The Original Sin of Software Metrics (2014)

m463 · on Feb 24, 2020

I'm reminded of this story from ancient apple lore:

https://www.folklore.org/StoryView.py?story=Negative_2000_Li...

teddyh · on Feb 24, 2020

Also this:

https://dilbert.com/strip/1995-11-13

artsyca · on Feb 24, 2020

Yea nowadays he would've been pulled into a 1:1 and dressed down before being let go three months later

teddyh · on Feb 24, 2020

“When a measure becomes a target, it ceases to be a good measure”

— Goodhart's law as phrased by Marilyn Strathern

artsyca · on Feb 24, 2020

Add to this Conway's principle and Greenspun's tenth rule and you have an environment where the culture ends up somewhere between animal farm and Brazil and the only ones benefitting are spies from former and current communist dictatorships

closeparen · on Feb 24, 2020

My argument against defect rate metrics is much simpler: the really scary situations are the ones where no one is looking closely enough to file bugs in the first place. That’s where you find out it hasn’t worked at all in six months.

Whereas the functionality subject to many discerning eyes filing bugs about every little thing is probably doing pretty well.

kabdib · on Feb 24, 2020

Been there.

That time at Apple when we were sitting in a meeting, fat and happy about the bug count in a new C compiler and how ready it looked to ship, when it was revealed that a Q/A person had turned the floating point tests off six months earlier "because none of them were passing" and hadn't turned them back on.

We all learned a lot about how floating point worked in the next couple of months.

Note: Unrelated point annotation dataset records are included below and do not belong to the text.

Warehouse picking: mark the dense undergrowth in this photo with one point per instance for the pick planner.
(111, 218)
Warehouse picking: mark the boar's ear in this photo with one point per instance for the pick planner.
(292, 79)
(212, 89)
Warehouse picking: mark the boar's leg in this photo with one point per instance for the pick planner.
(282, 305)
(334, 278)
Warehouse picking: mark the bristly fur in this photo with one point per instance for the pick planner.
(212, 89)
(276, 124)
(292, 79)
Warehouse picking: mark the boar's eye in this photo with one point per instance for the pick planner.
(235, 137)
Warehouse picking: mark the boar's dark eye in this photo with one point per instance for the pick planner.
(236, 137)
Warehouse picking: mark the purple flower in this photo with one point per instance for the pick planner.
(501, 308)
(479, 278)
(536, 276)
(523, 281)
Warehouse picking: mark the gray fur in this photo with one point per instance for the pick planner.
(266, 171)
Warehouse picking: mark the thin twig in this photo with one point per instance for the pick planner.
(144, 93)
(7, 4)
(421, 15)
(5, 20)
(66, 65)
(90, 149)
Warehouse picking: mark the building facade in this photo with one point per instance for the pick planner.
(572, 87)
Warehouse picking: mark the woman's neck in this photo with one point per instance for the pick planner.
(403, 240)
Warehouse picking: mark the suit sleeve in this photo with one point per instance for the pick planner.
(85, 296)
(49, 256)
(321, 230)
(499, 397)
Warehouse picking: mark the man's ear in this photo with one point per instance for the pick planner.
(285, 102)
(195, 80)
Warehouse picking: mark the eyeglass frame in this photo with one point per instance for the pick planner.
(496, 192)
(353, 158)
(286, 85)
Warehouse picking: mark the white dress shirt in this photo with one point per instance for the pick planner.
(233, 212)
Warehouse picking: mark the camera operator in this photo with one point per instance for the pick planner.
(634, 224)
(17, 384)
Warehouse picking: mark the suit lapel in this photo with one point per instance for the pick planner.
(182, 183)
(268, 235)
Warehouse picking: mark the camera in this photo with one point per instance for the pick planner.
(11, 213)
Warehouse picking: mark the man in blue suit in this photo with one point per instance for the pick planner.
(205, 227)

MarkSweep · on Feb 24, 2020

This reminds me of a good example from work: the emergency stop button on an industrial robot. By definition, the customer should not be pushing it. Pushing it means something has gone terribly wrong. But when they push it, they expect certain things to happen and they are unhappy when they don't.

(Your typically industrial robot does not rely on software for safety. However software can make the robot respond more gracefully.)

honestoHeminway · on Feb 24, 2020

We once tested industrial robot fences- those fences do not stop the robot, if you deactivate the safety break zone- the robot goes clean through. All variants.

They are there to prevent humans from entering.

PS: Warstory seems familiar? Sebastian? Olli?

shanemhansen · on Feb 24, 2020

I worked on a project where this came up. We had some product features that weren't really used. We continued to talk about all the benefits of those features and when the business had renewed interest in that area we jumped to turning those features on.

Only to find out they barely worked. FWIW the unit tests were pretty solid but the integrations weren't and the graceful degradation story was a little too good.

So we went from no complaints to having an entire department breathing down our next because all of the sudden people started giving a shit about our product (web performance improvements).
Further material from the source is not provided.